I knew Mom wasn’t actually my mother; she was my grandmother. I knew Grandma wasn’t actually my grandmother; she was my great-grandmother. But I called them Mom and Grandma because that was who they were to me. My birth mother—we’ll call her Lana—was a teenager. She was the fourth of Mom’s six kids. Let’s just say she was absent for much of my childhood. I’m not comfortable going into Lana’s story. It’s not my story. Her demons were different from mine. My story is this: Lana dropped me off at her mother’s when I was three months old.
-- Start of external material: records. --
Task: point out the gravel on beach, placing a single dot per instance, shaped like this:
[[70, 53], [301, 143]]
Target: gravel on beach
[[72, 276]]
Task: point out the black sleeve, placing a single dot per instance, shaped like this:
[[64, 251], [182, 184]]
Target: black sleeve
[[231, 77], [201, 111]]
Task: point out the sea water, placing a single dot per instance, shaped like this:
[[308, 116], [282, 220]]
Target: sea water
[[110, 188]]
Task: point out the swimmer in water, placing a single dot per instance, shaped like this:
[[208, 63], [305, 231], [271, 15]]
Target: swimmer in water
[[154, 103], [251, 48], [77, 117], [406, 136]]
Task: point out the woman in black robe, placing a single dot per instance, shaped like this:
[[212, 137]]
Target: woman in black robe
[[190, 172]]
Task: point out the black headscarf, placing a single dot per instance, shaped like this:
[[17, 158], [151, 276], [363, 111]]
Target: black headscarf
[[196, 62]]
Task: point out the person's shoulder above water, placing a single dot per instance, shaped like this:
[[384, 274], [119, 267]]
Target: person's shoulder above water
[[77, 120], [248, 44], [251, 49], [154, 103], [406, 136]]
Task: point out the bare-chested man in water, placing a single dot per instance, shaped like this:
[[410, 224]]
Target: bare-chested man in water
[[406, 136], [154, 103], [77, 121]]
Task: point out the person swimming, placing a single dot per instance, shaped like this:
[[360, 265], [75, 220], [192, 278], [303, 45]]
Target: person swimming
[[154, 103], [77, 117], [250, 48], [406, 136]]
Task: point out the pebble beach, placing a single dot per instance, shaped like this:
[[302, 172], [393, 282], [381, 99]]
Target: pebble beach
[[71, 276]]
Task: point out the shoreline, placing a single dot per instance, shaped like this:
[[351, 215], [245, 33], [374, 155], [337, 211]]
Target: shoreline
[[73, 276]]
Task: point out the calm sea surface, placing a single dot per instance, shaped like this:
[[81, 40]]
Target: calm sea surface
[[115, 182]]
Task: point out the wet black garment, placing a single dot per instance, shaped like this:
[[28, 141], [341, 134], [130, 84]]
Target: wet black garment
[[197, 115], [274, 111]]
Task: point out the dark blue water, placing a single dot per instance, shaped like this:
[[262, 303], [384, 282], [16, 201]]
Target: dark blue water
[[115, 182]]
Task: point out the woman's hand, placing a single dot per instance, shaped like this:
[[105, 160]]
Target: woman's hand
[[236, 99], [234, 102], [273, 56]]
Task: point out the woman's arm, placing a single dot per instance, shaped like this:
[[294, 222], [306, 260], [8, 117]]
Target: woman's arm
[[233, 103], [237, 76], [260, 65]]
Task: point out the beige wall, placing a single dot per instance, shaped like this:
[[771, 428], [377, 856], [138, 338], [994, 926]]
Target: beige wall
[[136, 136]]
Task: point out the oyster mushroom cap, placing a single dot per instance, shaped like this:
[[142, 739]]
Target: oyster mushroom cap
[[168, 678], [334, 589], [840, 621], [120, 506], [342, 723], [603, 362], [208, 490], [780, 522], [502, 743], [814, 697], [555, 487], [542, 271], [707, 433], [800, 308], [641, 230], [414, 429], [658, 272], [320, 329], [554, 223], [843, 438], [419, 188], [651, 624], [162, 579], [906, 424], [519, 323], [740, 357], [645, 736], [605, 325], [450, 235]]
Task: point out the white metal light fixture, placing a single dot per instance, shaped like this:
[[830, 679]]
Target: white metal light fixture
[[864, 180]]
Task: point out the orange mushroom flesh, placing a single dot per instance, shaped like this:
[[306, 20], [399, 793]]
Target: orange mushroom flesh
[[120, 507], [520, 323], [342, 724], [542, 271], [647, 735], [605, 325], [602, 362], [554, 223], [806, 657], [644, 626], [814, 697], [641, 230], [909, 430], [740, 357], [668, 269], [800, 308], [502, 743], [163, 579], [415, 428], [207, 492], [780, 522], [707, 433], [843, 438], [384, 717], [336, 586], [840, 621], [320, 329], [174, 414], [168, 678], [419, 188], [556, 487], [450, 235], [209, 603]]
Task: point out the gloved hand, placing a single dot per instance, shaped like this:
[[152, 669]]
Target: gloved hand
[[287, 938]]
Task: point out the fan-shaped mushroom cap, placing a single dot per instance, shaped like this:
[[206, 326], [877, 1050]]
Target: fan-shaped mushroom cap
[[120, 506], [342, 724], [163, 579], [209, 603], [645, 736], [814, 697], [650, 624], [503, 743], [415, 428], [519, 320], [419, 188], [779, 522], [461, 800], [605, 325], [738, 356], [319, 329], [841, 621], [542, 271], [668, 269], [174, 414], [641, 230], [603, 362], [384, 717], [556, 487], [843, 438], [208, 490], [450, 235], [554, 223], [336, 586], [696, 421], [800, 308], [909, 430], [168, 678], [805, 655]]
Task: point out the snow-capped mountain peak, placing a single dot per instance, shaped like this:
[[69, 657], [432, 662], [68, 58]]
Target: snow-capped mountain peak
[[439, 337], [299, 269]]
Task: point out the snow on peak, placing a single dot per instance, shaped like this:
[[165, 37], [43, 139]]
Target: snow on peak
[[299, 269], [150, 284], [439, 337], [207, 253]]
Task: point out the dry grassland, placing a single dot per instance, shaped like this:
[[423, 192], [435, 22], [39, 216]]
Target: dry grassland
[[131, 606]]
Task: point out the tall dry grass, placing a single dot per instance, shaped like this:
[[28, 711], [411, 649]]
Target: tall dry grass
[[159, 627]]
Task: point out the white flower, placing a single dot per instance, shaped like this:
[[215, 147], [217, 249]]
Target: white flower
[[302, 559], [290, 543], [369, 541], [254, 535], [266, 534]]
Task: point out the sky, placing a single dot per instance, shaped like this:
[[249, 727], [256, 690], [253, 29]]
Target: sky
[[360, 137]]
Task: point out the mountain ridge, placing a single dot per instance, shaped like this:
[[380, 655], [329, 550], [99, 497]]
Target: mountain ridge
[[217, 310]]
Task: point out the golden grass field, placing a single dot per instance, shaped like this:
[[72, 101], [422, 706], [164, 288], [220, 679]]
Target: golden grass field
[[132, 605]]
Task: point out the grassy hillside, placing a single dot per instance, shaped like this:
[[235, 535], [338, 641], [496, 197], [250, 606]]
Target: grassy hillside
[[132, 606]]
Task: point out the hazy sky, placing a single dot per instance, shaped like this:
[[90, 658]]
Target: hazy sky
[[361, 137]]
I started to imagine myself as a stepsister in a folktale. Lana wasn’t the wicked stepmother, but she was the master who had all the control. I couldn’t ask her to come, and I couldn’t make her stay. I didn’t want her to take me with her when she and her daughters left, but I felt a stone in the pit of my stomach when I watched the car drive away. One day when I was nine or so, Mom and I were driving home from school when she suggested casually that I might want to talk to a clinical psychologist.

Hurricane Andrew came to Miami. As the very serious TV newsmen droned on about Dvornak numbers and circulation centers, I followed Mom around the house while she moved the porch furniture into the garage, took down the hanging plants, closed all the shutters, and checked the batteries in our emergency-preparedness kit. I helped by self-importantly wheeling my bike into the garage. Some of our neighbors fled the city for higher ground, but Grandma, ever deadpan and ever amused, thought they were being great big drama queens.